Look for at least one job with Status: COMPLETED.

Check source server status:

aws drs describe-source-servers \
    --region us-east-1 \
    --query 'items[*].{ServerID:sourceServerID,Hostname:sourceProperties.identificationHints.hostname,DataReplicationState:dataReplicationInfo.dataReplicationState}'

Healthy servers show DataReplicationState: CONTINUOUS.

Additional Resources

• AWS Elastic Disaster Recovery Documentation
• DRS Quick Start Guide
• Cross-Region Disaster Recovery Using AWS DRS
• AWS Disaster Recovery Solutions
• DRS Pricing
• Recovery Job Documentation

Notes

• Regular drill schedule: Do not just run one drill to pass this check. Establish a regular schedule (quarterly is common) to ensure your disaster recovery procedures remain valid as your infrastructure changes.

• Drill vs. actual recovery: The --is-drill flag marks the job as a test. Use drills for regular validation; actual recovery is for real disaster scenarios.

• Cost considerations: DRS charges for:

  • Replicated source servers (per server per hour)
  • Staging area EBS storage
  • Recovery instances when launched

  Clean up drill instances promptly to minimize costs.

• Replication lag: Monitor replication lag on your source servers. High lag means your recovery point may be older than expected during an actual recovery.

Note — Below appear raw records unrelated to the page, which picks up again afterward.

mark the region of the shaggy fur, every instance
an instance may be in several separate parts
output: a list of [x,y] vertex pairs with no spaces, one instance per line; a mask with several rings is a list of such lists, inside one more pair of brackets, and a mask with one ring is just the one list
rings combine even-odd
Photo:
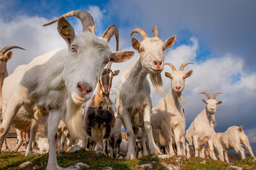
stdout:
[[[139,33],[136,30],[142,29],[133,29],[131,36],[134,32]],[[161,72],[163,69],[164,52],[176,39],[173,36],[163,42],[158,37],[148,37],[145,32],[140,35],[142,41],[133,37],[131,40],[132,46],[138,51],[140,57],[122,74],[115,102],[116,113],[122,119],[127,131],[127,159],[135,158],[133,131],[137,131],[139,127],[142,129],[143,155],[148,155],[146,138],[148,139],[150,153],[161,154],[153,138],[150,116],[152,108],[150,87],[146,77],[149,74],[155,89],[160,94],[163,94]]]
[[[182,155],[180,140],[185,134],[186,120],[179,99],[181,98],[184,88],[185,79],[192,73],[192,70],[187,73],[176,70],[171,74],[165,73],[166,76],[171,79],[171,88],[168,94],[152,109],[150,116],[155,142],[165,146],[167,154],[171,156],[175,154],[174,143],[177,146],[177,155]],[[178,90],[177,87],[179,87]]]

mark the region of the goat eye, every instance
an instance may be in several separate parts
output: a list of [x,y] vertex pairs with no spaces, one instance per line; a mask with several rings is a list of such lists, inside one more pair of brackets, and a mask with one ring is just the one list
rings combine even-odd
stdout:
[[106,60],[105,61],[105,65],[106,65],[109,62],[110,62],[110,60],[108,59]]
[[71,50],[72,50],[72,52],[75,51],[75,46],[72,45],[72,46],[71,46]]

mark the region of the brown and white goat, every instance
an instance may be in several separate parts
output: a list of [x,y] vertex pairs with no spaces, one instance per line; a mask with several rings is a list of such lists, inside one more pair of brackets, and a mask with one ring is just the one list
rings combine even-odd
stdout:
[[[107,155],[108,143],[115,143],[115,141],[112,139],[114,137],[110,135],[115,125],[115,118],[112,103],[110,99],[110,91],[113,77],[119,74],[119,70],[112,71],[111,66],[111,63],[110,63],[104,69],[99,80],[97,92],[88,105],[85,117],[88,141],[91,146],[93,145],[91,149],[94,148],[97,143],[103,142],[103,152]],[[110,155],[111,157],[113,157],[112,153]]]

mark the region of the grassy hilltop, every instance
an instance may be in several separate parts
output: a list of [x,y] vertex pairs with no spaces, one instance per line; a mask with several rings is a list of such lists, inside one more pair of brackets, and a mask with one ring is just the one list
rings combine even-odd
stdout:
[[[45,169],[48,154],[25,157],[20,153],[2,152],[0,154],[0,169],[33,169],[36,167],[37,169]],[[73,153],[61,152],[57,156],[57,161],[62,167],[67,167],[78,162],[90,165],[90,168],[83,167],[82,169],[103,169],[106,167],[111,167],[113,169],[149,169],[149,167],[140,167],[140,165],[147,163],[152,164],[152,169],[166,169],[167,165],[177,166],[180,169],[227,169],[230,165],[219,160],[199,158],[187,159],[183,156],[162,159],[148,155],[134,160],[127,160],[112,159],[85,150]],[[29,162],[28,164],[24,167],[19,167],[22,163],[27,162]],[[254,161],[251,157],[234,162],[232,164],[242,167],[243,169],[256,169],[256,161]]]

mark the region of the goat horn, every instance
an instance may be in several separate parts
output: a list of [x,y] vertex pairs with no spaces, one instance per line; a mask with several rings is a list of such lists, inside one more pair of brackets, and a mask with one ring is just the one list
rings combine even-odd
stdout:
[[157,28],[157,26],[154,26],[152,32],[154,32],[154,37],[159,37],[158,29]]
[[9,50],[11,50],[12,49],[14,49],[14,48],[19,48],[19,49],[21,49],[26,50],[26,49],[24,49],[24,48],[22,48],[19,47],[18,46],[10,45],[10,46],[7,46],[5,47],[4,48],[3,48],[0,51],[0,54],[2,54],[3,55],[4,55],[5,54],[5,53],[6,53]]
[[185,62],[185,63],[183,63],[181,65],[181,67],[179,68],[179,70],[180,70],[180,71],[183,71],[184,67],[186,65],[189,65],[189,64],[194,64],[194,63],[192,63],[192,62]]
[[139,33],[142,38],[142,40],[149,37],[149,36],[146,34],[146,32],[145,32],[144,30],[143,30],[142,29],[141,29],[141,28],[137,28],[133,29],[133,30],[132,30],[132,33],[131,33],[131,37],[132,37],[133,33]]
[[83,32],[90,31],[92,33],[95,33],[95,26],[94,25],[94,20],[93,20],[93,16],[91,16],[91,14],[87,12],[82,10],[75,10],[67,12],[52,22],[44,24],[43,26],[45,27],[49,26],[54,23],[56,23],[61,16],[64,16],[65,18],[69,16],[77,17],[82,22],[82,25],[83,26]]
[[223,93],[220,93],[220,92],[217,92],[217,93],[215,93],[213,94],[213,95],[212,96],[212,99],[215,99],[215,98],[216,97],[217,95],[219,94],[223,94]]
[[203,92],[202,93],[200,93],[199,94],[205,94],[207,96],[208,99],[211,99],[210,95],[209,95],[209,94],[207,92]]
[[176,71],[176,68],[175,66],[170,62],[166,63],[164,64],[165,65],[169,65],[171,67],[171,69],[173,69],[173,71]]
[[102,37],[106,39],[107,41],[109,42],[110,39],[115,35],[116,40],[116,50],[118,51],[118,46],[119,43],[119,32],[118,32],[118,29],[115,25],[111,25],[109,26],[102,36]]
[[111,68],[112,62],[110,62],[107,64],[107,69],[110,69]]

• Multi-region strategy: Consider replicating to a different region than your primary workloads for true disaster resilience. If us-east-1 has an outage, recovering to us-east-1 would not help.

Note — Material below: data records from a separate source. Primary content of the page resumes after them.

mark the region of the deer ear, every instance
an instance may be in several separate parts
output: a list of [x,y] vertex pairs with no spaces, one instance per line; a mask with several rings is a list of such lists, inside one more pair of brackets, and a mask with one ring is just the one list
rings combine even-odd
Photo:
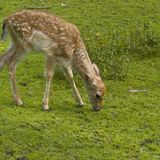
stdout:
[[100,73],[99,73],[99,69],[98,69],[97,65],[96,65],[95,63],[93,63],[92,65],[93,65],[93,69],[94,69],[96,75],[97,75],[98,77],[100,77]]

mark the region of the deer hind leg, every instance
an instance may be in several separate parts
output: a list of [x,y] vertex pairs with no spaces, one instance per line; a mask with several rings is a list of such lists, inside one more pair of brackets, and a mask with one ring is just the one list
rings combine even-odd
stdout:
[[43,97],[43,110],[48,110],[49,106],[49,93],[51,81],[54,75],[54,58],[52,56],[47,56],[46,59],[46,88]]
[[0,56],[0,71],[3,69],[5,64],[9,61],[9,59],[12,57],[13,53],[15,52],[15,46],[13,43],[11,43],[8,50]]
[[64,70],[64,74],[65,74],[66,79],[68,80],[68,82],[70,83],[70,85],[72,87],[72,92],[73,92],[73,95],[75,97],[76,102],[78,103],[78,106],[83,106],[84,103],[82,101],[82,98],[78,92],[75,81],[73,79],[73,72],[72,72],[71,67],[69,67],[69,66],[64,67],[63,70]]
[[16,48],[13,55],[10,57],[8,61],[8,70],[9,70],[9,77],[11,81],[11,88],[13,92],[13,98],[17,105],[22,105],[23,102],[20,98],[17,86],[16,86],[16,64],[18,60],[25,54],[25,50],[23,48]]

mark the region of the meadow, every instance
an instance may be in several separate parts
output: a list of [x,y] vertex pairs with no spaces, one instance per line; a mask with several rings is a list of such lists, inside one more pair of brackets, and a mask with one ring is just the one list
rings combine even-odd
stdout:
[[[7,67],[0,73],[0,160],[160,159],[159,0],[0,0],[3,18],[43,8],[76,24],[107,87],[104,107],[77,108],[57,68],[50,111],[42,111],[44,55],[30,53],[17,67],[23,106],[11,95]],[[1,31],[1,30],[0,30]],[[9,39],[0,42],[0,54]]]

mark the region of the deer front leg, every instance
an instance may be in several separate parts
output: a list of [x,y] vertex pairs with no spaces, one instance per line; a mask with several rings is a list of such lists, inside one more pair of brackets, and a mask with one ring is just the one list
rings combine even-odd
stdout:
[[13,92],[13,98],[17,105],[22,105],[23,102],[20,98],[17,85],[16,85],[16,63],[24,54],[25,52],[23,49],[21,48],[16,49],[12,57],[10,57],[8,61],[8,70],[9,70],[9,77],[11,81],[11,88]]
[[53,57],[47,57],[46,60],[46,89],[44,92],[44,98],[43,98],[43,110],[48,110],[49,106],[49,93],[50,93],[50,86],[51,81],[54,75],[54,68],[53,68]]
[[64,70],[66,79],[68,80],[68,82],[70,83],[72,87],[72,92],[73,92],[76,102],[78,103],[78,106],[83,106],[84,103],[82,101],[82,98],[78,92],[75,81],[73,79],[73,72],[72,72],[71,67],[64,67],[63,70]]

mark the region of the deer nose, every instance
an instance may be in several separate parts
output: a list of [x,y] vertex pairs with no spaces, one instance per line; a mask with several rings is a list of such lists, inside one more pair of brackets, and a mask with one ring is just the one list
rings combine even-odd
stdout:
[[100,111],[101,110],[101,107],[100,106],[93,106],[92,107],[93,111]]

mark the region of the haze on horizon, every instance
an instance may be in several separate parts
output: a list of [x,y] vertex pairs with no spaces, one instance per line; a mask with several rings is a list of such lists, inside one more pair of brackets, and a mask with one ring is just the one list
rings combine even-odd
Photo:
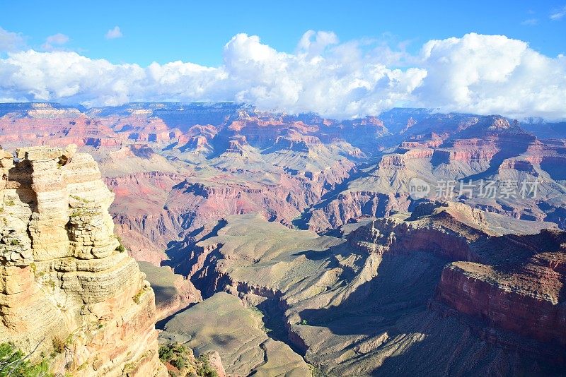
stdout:
[[[25,14],[6,4],[0,102],[233,101],[339,119],[408,107],[566,119],[566,4],[331,1],[298,11],[252,3],[216,13],[196,3],[166,2],[175,11],[164,13],[120,4],[105,18],[105,4],[61,2],[59,19],[40,3]],[[81,13],[100,25],[79,23]]]

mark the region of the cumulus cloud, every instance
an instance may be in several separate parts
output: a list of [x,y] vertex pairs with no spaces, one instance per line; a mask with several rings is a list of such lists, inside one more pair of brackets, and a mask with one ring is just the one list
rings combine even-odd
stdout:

• Application consistency: For databases and applications requiring consistent state, coordinate with application-level backup strategies. DRS provides crash-consistent recovery, not application-consistent.

• Failback planning: After a recovery event, you will eventually want to fail back to your primary site. Test failback procedures during drills as well.

• Agent updates: Keep the AWS Replication Agent updated on your source servers. AWS releases updates that improve performance and fix issues.